It's sooo not funny :haha: I'm now Sitting in our bedroom hiding with our debit card lol

Quick question you know the wee notions do you have to use their boosters for the nappies or can you use different boosters. And will I defo need boosters Zack is a light wetter?


----------



## Blah11

they dont come with any inserts. i have a wn insert for 1 nappy but my others have a flip insert and a bg organic insert :) works fine. if you have any spare rectangle shape pocket inserts, just use them to save some money.


----------



## mumandco

I've put an insert in my basket for it but wasn't sure about the extra boosters do I need them?


----------



## Blah11

oh no, i wouldnt bother. If you need one, just use whatever you have. the pockets are roomy :)


----------



## mumandco

Thanks blah x x


----------



## jenstar

What's the cheapest price posted for a easyfit v3 or a tb wrap that you've seen this week?

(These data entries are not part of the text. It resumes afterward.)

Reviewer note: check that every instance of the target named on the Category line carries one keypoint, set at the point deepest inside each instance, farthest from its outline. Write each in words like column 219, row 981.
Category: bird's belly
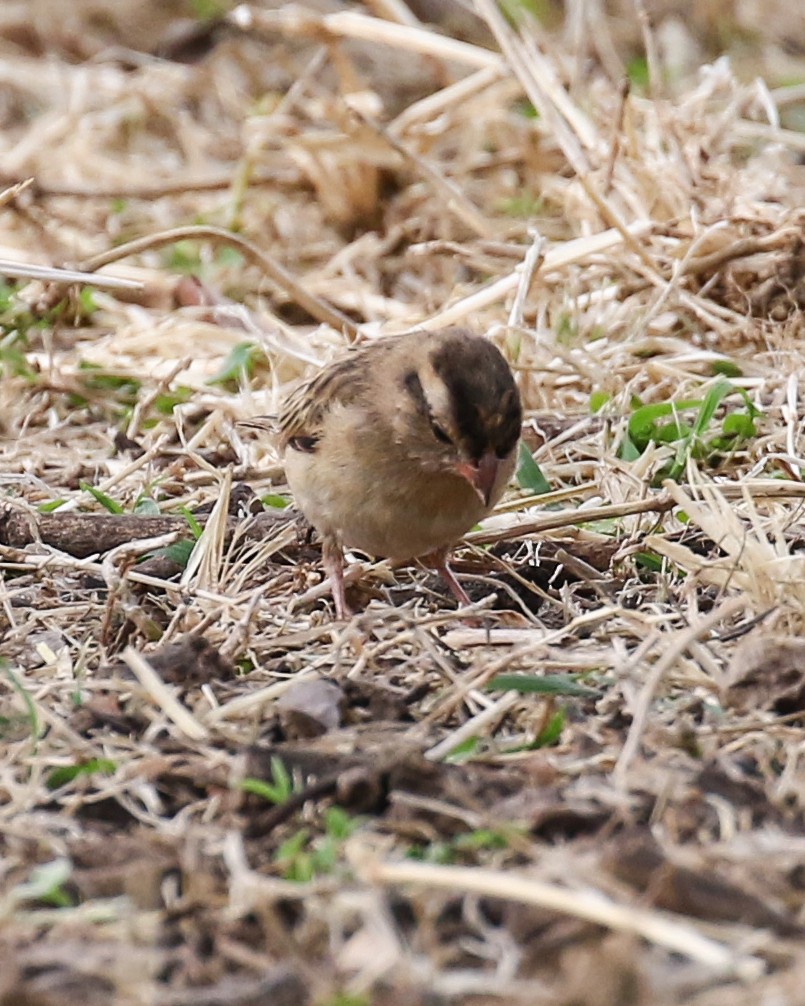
column 384, row 515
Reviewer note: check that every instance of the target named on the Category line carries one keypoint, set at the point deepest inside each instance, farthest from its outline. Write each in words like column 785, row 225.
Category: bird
column 399, row 447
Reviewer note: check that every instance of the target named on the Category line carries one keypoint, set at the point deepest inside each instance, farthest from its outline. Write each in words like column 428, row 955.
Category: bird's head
column 463, row 408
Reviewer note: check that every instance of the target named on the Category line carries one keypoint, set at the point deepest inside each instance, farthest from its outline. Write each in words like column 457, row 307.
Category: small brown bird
column 400, row 447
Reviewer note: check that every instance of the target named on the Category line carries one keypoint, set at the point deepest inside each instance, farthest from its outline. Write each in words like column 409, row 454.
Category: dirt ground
column 213, row 792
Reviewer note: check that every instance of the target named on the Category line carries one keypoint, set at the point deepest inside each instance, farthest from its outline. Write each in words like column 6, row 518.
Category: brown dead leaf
column 767, row 673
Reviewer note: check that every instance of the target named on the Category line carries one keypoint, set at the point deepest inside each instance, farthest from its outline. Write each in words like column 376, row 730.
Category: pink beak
column 481, row 476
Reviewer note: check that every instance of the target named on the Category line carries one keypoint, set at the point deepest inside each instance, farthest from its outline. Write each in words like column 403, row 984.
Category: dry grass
column 628, row 247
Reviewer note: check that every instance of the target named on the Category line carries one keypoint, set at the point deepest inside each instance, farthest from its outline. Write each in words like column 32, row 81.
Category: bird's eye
column 439, row 433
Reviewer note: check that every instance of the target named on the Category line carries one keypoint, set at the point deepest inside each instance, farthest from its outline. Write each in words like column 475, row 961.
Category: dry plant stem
column 350, row 24
column 64, row 277
column 659, row 929
column 556, row 258
column 455, row 200
column 86, row 534
column 210, row 183
column 315, row 307
column 163, row 695
column 673, row 651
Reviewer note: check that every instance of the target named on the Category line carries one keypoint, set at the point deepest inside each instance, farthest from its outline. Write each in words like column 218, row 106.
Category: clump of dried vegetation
column 212, row 793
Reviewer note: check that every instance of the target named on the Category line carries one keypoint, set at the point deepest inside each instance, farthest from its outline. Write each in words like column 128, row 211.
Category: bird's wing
column 305, row 408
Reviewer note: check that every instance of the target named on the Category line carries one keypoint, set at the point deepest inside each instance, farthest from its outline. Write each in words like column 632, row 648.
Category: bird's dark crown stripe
column 481, row 386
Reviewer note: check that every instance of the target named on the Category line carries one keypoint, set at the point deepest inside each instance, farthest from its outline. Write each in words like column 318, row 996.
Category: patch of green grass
column 529, row 475
column 67, row 773
column 278, row 791
column 303, row 856
column 697, row 436
column 542, row 684
column 522, row 206
column 46, row 885
column 275, row 501
column 239, row 365
column 101, row 497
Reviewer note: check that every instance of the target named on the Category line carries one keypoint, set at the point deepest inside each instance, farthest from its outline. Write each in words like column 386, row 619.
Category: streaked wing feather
column 304, row 409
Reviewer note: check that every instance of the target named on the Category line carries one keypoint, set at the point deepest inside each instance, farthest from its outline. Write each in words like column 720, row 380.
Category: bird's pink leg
column 438, row 559
column 333, row 561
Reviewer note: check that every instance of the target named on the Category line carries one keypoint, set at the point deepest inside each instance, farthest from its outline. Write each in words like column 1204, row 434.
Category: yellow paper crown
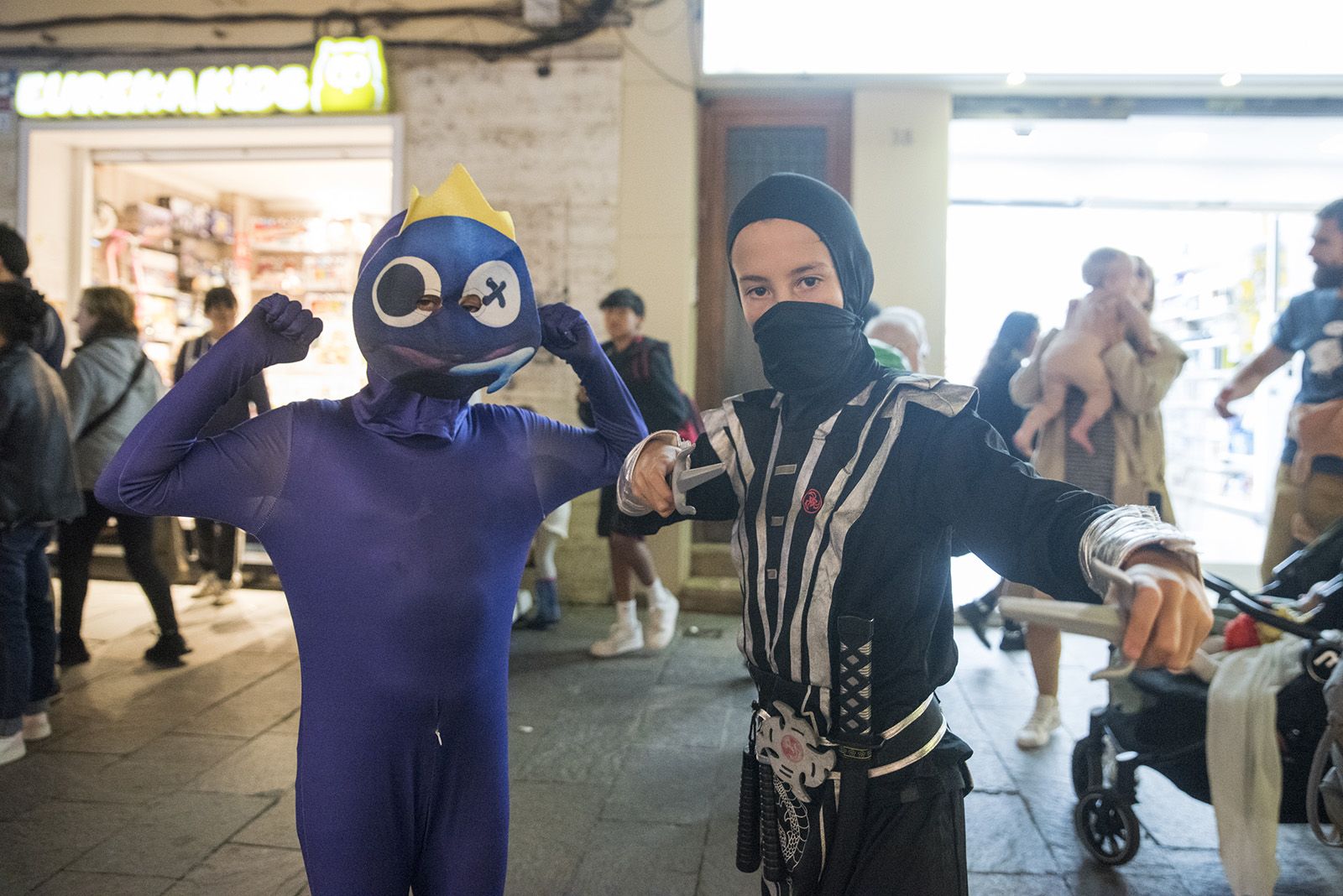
column 458, row 196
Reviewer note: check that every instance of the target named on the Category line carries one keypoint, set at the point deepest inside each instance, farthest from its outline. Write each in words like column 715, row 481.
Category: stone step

Also, I remember last year seeing places with discount off everything not just nappies but this yr I'm looking a toddler size SSC but can't see any reductions on rose & rebellion/ tuli/ any brands really. Maybe it's just real *nappy* week this time!


----------



## cranberry987

Babies beyond borders have slight second ssc's and free postage at the moment. I just got a baby size and it's great. Was £30 posted!


----------



## Tink81

Woo hoo! I have fluffy post! My owl pop in and my bgv4's! My monkey print pop in is delayed :( the pop ins were so nice I accidentally ordered 2 more ( damn you pay pal!)


----------



## mumandco

I haven't received any fluffy post today :( maybe tomorrow now :)
I really want to get an itti bitti tutto


----------



## Snuffy

I have received a huge amount of fluffy post today :happydance:

Albert freetime, v3 Easyfit (which I thought it said was preorder for next week but it arrived with the rest of my FYP order), new gen pop-in, blueberry coverall, flip organic insert, 3 pairs of babylegs and some vest extenders are here :D


----------



## DJ987

I got a box of size 1 LLs for baby #2 and they are sooooo lovely and soft I keep stroking them :rofl:

Hoping my FYP order comes tomorrow!


----------



## mumandco

I'm awaiting on 2 FYP order one got Despatched yesterday so I'm hoping it comes tomorrow and another that has the new easyfits in that are awaiting stock so have no idea when up be having that one :(


----------



## mumandco

I am Counting down the days till pay day (16) when I can order more fluff :)


----------



## Blah11

aaw no fluffy post for us but i did get dispatch ntice for my tuttos from babipur :D got a jade one that ive been looking for for MONTHS.


----------



## mumandco

The jade tuttos look beautiful. I'm putting that on my list to try when we get pay next!


----------



## Blah11

Im gonna order some more on fri when i have money again. def gonna get more pop-ins.


----------



## Blah11

mumandco said:


> The jade tuttos look beautiful. I'm putting that on my list to try when we get pay next!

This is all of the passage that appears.